The benefits of community gardens for individuals and communities are well known. First, gardens play a significant role in the wellbeing of communities, particularly in an urban context.
‘Research confirms that community gardens can play a significant role in enhancing the physical, emotional and spiritual well-being necessary to build healthy and socially sustainable communities’ (Thompson, Corkery & Judd 2007).
Secondly, community gardens have an impact on real estate values: ‘the opening of a community garden has a statistically significant positive impact on residential properties within [300 metres] of the garden, and that the impact increases over time’ (Been & Voicu 2006).
And thirdly, community gardens transform neglected open spaces: ‘Neglected vacant lots in the modern urban setting pose great hazards to community life.

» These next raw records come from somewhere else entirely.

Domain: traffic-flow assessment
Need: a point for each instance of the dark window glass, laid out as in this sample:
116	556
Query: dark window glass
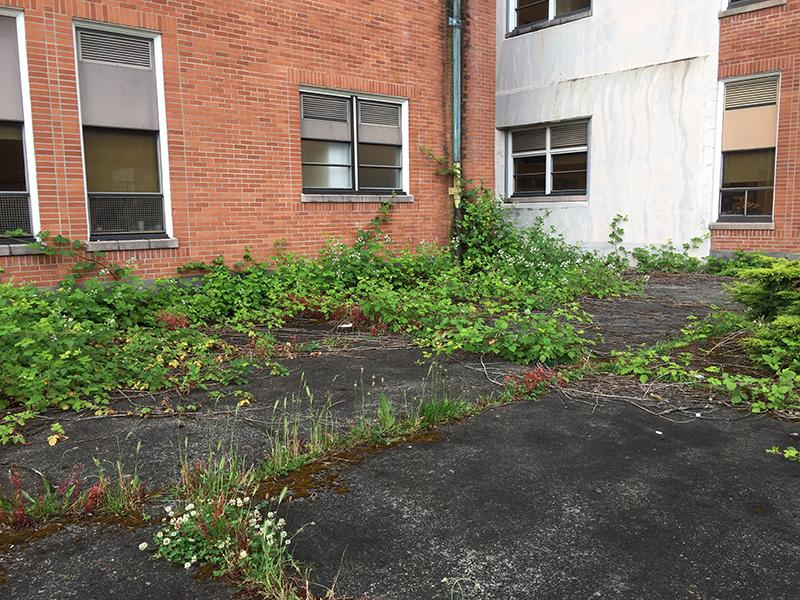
748	179
532	11
370	155
326	153
530	174
569	172
733	202
564	7
759	203
379	178
12	158
749	168
327	165
121	160
326	177
379	167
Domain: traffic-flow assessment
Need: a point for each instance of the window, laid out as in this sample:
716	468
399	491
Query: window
749	133
15	207
339	157
121	137
531	13
550	160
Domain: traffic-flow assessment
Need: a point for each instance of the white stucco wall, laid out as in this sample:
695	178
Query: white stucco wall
645	72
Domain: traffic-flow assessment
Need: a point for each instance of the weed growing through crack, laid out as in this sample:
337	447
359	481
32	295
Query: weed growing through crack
789	453
218	524
116	494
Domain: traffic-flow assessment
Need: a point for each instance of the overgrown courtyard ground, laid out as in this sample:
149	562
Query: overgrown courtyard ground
605	487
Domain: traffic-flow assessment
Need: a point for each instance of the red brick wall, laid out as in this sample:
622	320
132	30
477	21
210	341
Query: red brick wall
758	42
232	71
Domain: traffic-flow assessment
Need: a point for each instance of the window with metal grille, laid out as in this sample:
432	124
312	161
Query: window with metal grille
550	160
121	138
530	14
749	138
351	144
115	49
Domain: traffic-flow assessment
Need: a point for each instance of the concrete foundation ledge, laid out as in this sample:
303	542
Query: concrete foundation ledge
360	198
114	245
20	249
750	7
732	253
723	226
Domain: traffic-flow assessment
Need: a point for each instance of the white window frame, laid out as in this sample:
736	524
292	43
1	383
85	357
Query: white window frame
27	118
548	152
163	142
404	126
511	10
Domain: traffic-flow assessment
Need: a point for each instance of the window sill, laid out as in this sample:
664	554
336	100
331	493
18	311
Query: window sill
732	226
18	249
577	16
357	198
114	245
752	7
524	201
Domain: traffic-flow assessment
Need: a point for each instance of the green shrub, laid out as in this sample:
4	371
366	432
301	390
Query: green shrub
772	290
498	289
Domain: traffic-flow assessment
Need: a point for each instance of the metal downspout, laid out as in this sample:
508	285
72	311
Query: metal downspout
455	24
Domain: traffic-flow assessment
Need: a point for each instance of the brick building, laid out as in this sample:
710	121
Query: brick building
178	130
759	71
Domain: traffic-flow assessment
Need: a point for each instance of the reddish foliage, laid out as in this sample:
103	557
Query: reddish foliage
93	497
531	382
172	321
72	481
17	517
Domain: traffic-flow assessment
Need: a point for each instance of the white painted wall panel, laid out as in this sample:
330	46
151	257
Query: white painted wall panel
645	72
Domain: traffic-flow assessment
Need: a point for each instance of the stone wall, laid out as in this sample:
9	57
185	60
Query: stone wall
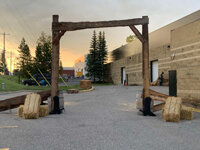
133	66
185	42
181	54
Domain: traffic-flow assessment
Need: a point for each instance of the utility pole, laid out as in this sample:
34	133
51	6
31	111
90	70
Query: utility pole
10	62
4	51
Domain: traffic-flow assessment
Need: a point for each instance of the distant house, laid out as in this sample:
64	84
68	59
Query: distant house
68	71
79	66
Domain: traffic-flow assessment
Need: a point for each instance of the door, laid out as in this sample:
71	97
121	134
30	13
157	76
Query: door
123	75
154	70
172	83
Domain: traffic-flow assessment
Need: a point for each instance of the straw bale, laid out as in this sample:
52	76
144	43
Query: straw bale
85	84
20	111
44	110
186	113
172	109
31	106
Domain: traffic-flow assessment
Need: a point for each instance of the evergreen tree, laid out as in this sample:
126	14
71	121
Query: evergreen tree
2	66
43	53
103	55
61	68
91	64
25	59
97	57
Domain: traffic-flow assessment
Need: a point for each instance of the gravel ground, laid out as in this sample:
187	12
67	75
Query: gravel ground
104	119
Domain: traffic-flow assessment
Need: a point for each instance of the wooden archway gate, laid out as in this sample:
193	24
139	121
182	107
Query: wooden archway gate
59	29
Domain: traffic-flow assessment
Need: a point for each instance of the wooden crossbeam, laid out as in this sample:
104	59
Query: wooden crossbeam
58	36
71	26
137	33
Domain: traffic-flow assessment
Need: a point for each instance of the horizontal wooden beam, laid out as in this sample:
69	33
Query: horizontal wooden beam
58	36
71	26
137	33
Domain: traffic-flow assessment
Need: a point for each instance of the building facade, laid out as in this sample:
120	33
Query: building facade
68	71
173	48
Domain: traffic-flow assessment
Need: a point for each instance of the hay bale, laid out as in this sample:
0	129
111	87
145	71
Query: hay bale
44	110
20	111
31	106
172	109
85	84
186	113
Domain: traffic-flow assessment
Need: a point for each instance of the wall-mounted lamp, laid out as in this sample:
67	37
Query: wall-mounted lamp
173	56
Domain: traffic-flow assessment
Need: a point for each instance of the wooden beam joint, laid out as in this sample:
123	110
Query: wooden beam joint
58	36
137	33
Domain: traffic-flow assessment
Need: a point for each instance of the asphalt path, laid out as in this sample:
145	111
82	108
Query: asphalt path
104	119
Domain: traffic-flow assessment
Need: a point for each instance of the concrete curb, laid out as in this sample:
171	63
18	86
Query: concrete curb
89	90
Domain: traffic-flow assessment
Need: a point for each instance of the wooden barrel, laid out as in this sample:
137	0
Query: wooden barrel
85	84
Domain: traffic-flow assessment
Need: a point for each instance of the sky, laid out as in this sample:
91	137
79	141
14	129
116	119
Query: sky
28	18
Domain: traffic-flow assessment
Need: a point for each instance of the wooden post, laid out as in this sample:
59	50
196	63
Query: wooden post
55	62
145	60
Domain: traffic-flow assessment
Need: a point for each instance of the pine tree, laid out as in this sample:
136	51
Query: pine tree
61	68
102	53
25	59
43	53
91	64
2	66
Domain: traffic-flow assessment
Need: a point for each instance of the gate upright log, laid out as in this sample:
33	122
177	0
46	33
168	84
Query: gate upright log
59	29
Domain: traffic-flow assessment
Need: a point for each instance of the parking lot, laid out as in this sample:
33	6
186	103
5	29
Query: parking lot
104	119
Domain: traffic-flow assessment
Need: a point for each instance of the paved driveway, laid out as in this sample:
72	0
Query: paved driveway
104	119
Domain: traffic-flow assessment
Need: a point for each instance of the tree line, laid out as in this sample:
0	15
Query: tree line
41	60
96	58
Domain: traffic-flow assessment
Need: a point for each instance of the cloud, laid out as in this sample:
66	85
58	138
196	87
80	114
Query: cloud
28	18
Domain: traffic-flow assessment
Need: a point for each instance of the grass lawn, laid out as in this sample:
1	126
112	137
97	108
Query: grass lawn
11	84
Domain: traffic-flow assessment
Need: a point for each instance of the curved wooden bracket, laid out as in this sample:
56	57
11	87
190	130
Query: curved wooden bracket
58	36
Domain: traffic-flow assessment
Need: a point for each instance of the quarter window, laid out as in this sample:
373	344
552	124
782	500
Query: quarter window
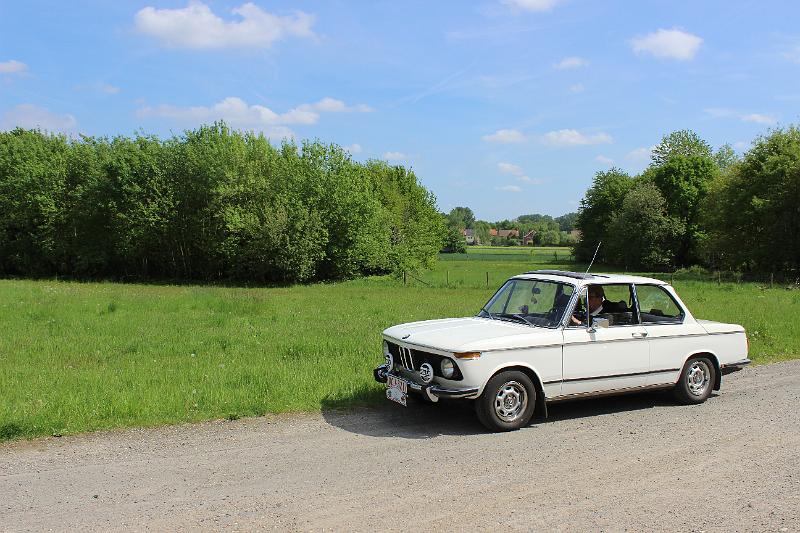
657	306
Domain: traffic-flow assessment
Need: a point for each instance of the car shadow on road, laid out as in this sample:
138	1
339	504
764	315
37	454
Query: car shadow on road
424	421
370	413
606	405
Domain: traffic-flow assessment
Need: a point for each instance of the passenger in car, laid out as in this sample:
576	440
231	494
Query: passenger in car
597	305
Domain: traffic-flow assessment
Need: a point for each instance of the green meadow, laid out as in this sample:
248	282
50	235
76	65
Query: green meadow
78	357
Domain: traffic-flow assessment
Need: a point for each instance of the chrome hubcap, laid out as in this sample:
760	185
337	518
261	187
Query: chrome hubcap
698	377
510	401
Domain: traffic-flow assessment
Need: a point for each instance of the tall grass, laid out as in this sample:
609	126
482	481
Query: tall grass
83	356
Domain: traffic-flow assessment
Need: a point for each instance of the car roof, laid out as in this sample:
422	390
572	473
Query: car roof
580	278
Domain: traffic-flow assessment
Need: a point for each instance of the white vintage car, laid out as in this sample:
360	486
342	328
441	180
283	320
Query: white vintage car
533	344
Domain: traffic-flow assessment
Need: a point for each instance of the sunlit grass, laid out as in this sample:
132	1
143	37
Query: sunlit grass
83	356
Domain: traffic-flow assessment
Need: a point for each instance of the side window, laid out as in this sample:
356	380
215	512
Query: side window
618	305
611	302
656	306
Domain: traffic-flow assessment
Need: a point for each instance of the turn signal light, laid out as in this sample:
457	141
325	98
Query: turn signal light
467	355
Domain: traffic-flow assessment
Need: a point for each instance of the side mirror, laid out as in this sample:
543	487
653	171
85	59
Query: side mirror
596	322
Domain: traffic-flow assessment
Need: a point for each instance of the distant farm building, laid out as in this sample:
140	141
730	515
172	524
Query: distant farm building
504	233
470	237
527	239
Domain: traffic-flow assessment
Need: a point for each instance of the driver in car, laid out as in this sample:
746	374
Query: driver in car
597	303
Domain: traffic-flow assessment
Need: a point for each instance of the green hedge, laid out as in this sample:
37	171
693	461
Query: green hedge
211	204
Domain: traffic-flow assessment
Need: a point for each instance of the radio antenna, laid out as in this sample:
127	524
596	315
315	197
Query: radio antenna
595	255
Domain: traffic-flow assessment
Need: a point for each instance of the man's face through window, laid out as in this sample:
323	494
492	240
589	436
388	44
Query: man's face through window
595	300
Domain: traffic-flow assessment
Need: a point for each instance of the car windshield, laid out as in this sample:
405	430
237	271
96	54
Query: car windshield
530	301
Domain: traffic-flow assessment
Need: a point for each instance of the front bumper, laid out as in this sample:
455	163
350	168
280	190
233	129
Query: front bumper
430	391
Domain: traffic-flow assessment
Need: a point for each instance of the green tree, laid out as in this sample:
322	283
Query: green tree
753	214
461	217
680	143
641	233
684	182
597	208
725	157
567	222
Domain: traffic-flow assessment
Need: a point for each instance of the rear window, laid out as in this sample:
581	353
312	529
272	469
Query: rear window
657	306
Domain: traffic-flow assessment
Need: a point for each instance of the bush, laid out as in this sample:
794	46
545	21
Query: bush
212	204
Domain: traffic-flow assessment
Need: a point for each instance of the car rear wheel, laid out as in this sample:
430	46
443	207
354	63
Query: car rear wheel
507	402
696	381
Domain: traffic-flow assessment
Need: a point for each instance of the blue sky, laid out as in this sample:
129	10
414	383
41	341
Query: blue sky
505	106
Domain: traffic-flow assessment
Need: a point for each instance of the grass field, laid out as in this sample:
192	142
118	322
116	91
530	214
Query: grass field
77	357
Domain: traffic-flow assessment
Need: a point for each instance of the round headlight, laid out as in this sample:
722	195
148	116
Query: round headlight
448	368
426	372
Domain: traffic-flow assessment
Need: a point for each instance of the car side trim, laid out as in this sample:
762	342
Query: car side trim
610	392
612	376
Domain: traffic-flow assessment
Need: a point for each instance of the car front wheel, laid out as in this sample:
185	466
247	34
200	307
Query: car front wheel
696	381
507	402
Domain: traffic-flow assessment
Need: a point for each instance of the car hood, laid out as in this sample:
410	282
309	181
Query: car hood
471	334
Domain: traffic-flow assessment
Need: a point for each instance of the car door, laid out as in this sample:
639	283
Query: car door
670	336
606	358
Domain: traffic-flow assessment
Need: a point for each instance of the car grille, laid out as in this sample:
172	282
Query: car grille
412	359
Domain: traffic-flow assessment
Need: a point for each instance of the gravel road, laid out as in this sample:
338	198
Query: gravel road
636	463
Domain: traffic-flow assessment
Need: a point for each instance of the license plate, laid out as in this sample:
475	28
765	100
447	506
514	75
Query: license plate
396	390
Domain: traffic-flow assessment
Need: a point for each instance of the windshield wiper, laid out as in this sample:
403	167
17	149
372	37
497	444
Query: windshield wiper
518	317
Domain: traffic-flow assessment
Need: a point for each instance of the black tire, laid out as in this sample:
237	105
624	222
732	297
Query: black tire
696	381
507	402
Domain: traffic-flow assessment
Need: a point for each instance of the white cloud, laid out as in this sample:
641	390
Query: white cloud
531	181
196	26
741	145
532	5
759	119
13	67
505	136
719	112
793	55
30	116
239	113
571	62
508	168
509	188
331	105
575	138
395	156
672	44
354	148
639	156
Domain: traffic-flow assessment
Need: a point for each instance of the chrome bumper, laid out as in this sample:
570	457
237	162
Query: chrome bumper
432	391
733	367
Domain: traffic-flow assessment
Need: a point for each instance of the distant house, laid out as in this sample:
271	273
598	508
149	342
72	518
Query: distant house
470	237
504	233
528	238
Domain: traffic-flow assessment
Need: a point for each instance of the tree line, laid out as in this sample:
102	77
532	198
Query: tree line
209	204
548	231
694	206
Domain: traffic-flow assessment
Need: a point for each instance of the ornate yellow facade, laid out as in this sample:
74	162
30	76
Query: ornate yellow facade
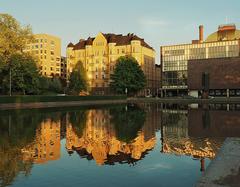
99	56
47	50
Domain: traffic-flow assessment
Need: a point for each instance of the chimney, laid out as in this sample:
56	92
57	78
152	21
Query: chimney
201	33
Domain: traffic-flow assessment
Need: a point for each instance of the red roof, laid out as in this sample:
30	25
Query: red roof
119	39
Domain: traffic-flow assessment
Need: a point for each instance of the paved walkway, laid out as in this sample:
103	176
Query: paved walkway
224	170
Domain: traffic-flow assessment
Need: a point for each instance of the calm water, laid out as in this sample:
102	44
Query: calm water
122	145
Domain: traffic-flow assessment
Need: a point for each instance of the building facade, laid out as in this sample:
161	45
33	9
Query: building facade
63	68
224	43
99	56
47	50
218	76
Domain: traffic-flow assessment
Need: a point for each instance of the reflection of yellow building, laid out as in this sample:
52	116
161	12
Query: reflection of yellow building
47	49
175	139
100	141
46	146
99	56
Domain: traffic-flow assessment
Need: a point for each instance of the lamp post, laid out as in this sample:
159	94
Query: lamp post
10	81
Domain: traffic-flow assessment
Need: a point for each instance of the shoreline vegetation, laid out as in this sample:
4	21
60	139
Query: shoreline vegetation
29	102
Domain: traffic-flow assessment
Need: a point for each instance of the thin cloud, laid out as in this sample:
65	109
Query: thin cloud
152	22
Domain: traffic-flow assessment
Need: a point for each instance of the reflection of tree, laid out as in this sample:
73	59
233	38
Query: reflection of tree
78	120
127	121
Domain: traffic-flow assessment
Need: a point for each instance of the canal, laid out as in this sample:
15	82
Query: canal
118	145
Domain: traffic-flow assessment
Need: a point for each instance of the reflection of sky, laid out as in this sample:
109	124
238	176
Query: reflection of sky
156	169
159	22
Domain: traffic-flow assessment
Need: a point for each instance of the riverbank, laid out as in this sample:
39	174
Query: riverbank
34	105
219	100
28	102
224	170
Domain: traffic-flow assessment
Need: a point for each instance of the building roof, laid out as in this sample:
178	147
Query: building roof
70	45
225	32
119	39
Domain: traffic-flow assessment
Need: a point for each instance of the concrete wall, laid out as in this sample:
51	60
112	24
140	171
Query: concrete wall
223	73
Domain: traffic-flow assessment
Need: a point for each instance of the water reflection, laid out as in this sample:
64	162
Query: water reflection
112	135
122	134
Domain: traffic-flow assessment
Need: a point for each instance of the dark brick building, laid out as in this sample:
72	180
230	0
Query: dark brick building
222	76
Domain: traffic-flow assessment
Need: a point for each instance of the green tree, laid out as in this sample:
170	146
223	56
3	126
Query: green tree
24	74
78	79
13	36
127	75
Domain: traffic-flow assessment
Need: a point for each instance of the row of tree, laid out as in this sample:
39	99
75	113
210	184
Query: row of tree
19	73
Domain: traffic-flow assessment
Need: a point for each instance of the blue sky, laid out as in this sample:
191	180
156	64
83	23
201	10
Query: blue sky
159	22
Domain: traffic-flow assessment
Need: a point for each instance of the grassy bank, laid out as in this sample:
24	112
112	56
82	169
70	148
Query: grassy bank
35	99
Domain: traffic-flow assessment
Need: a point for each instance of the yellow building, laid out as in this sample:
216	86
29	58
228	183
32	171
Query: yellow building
99	56
47	50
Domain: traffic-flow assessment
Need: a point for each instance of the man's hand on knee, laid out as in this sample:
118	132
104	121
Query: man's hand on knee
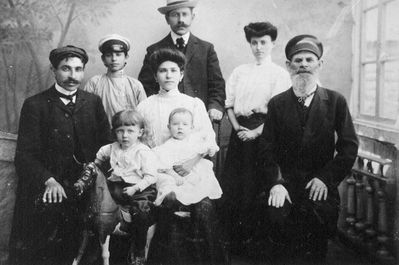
54	192
318	190
278	195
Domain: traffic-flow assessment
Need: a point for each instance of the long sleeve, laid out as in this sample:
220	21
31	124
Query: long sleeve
202	123
230	90
148	169
103	130
141	94
216	83
267	148
91	84
29	158
346	147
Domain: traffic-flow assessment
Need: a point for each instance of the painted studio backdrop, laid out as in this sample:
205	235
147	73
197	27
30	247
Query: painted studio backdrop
29	29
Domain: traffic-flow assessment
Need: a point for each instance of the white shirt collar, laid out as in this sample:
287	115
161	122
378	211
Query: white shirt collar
309	99
265	61
175	36
63	90
169	93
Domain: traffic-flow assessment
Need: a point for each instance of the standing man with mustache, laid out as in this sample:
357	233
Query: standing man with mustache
60	129
202	76
301	158
117	90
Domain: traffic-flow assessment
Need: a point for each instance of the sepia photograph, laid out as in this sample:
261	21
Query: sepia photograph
199	132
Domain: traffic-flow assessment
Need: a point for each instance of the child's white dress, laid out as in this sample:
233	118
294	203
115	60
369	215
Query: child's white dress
199	183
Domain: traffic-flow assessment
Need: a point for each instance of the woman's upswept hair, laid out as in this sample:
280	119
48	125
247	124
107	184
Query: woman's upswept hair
260	29
166	54
131	117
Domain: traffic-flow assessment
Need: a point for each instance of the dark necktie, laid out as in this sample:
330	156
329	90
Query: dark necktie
301	100
180	43
70	104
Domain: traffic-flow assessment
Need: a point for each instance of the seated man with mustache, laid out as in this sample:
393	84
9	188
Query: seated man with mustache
302	161
60	129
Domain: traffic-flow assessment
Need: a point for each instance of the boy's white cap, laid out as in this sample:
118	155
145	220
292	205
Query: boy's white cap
114	43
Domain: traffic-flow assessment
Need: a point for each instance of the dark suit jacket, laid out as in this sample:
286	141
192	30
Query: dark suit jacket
326	147
202	75
45	149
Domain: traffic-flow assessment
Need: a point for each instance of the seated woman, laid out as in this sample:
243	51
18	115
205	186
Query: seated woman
167	65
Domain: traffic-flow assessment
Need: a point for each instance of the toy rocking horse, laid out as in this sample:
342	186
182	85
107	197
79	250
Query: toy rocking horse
103	213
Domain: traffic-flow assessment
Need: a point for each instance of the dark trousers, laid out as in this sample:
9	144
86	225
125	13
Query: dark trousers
191	240
140	207
301	230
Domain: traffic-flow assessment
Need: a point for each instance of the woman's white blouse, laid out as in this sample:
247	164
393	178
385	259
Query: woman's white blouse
156	110
251	86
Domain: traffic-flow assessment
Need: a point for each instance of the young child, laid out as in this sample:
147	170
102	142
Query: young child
184	145
133	175
117	90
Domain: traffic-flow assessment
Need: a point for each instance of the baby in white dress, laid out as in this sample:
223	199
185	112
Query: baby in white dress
185	146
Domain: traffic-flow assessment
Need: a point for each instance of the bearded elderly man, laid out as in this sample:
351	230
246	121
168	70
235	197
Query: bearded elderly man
60	129
303	160
202	75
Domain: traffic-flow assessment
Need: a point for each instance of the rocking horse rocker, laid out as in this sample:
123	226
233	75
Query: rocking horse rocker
103	215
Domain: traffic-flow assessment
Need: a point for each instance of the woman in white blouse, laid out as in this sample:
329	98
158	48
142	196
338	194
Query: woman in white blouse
168	65
248	92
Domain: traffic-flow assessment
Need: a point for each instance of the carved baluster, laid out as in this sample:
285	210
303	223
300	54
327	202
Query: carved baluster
382	237
350	219
370	231
360	223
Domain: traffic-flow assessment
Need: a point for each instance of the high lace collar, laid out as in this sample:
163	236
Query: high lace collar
117	74
170	93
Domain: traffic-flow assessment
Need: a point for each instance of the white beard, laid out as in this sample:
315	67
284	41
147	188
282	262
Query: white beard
303	83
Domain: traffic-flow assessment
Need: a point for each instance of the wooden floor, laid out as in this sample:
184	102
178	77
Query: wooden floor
338	254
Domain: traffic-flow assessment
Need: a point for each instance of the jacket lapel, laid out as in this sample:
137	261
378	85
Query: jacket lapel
317	114
53	97
80	100
168	42
191	48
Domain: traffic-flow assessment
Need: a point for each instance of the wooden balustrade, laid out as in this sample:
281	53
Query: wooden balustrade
366	224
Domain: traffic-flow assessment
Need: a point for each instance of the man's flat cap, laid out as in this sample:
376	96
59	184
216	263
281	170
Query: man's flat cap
58	54
302	43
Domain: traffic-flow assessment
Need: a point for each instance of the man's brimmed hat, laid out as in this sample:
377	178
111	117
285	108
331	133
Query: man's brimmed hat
174	4
300	43
58	54
114	43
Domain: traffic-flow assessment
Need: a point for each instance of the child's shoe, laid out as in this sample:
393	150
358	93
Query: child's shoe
86	179
121	229
139	261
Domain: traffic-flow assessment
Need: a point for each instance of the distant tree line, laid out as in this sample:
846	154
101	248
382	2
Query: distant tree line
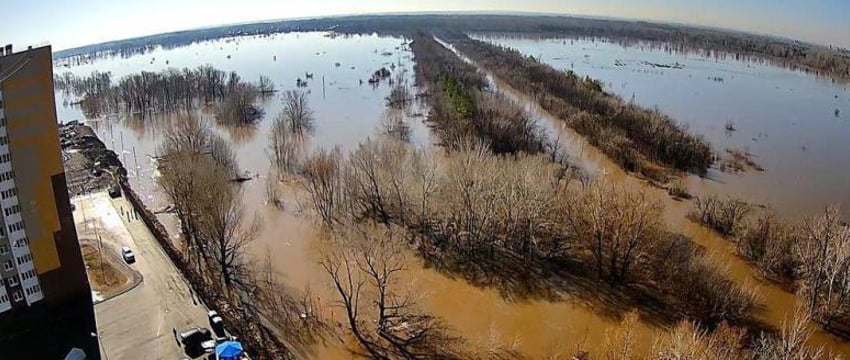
632	136
166	91
828	61
462	109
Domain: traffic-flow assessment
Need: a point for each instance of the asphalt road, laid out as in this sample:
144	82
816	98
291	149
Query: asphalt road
139	323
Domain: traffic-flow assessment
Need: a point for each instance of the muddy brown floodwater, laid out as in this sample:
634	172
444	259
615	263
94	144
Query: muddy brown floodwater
346	113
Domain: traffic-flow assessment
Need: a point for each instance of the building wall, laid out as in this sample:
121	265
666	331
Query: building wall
47	274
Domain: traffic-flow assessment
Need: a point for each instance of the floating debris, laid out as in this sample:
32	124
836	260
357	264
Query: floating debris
379	75
675	65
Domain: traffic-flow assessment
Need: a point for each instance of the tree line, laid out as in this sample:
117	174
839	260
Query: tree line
168	90
462	109
634	137
810	256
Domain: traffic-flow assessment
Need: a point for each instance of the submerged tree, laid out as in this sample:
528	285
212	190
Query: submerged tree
296	111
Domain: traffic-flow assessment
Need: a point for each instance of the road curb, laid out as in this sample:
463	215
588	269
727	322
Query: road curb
135	277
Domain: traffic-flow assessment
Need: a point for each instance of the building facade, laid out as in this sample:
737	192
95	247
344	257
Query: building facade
45	299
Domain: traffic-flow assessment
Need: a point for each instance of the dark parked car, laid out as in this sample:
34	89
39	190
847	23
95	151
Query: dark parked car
217	324
128	255
193	340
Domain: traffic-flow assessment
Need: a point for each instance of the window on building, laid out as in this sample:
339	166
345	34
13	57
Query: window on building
22	242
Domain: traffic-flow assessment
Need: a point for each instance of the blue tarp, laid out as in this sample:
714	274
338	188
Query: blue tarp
229	350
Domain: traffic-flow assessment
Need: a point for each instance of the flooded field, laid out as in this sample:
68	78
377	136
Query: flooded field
786	119
796	125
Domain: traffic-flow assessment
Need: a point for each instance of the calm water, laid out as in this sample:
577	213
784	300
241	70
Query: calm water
785	118
770	104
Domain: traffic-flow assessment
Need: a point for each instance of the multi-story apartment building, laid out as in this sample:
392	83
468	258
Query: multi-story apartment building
45	300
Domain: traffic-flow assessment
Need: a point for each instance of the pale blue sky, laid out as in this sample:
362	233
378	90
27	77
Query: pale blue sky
66	24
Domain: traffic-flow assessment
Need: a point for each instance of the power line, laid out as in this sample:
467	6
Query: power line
15	68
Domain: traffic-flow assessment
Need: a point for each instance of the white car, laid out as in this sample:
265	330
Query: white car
128	255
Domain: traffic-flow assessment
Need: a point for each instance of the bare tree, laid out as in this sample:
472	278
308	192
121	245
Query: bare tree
323	181
616	225
225	228
365	267
824	251
792	340
265	86
296	111
286	146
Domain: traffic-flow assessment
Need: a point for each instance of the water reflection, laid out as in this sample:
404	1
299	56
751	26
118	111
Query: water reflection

These lots, which host criminal behavior, accumulate trash, and create various health risks, epitomize the frustration and despair nearby residents often feel…Despite the prevalence of vacant land and the reality of urban blight, many communities have been successful in transforming these dangerous urban spaces into thriving community gardens’ (Schukoske, 2000).
Community gardens help people learn how to grow, harvest and prepare organic food. Community gardens let people who don’t have a garden grow their own healthy produce. Experienced members share their knowledge and skills in a fun, sociable and friendly environment.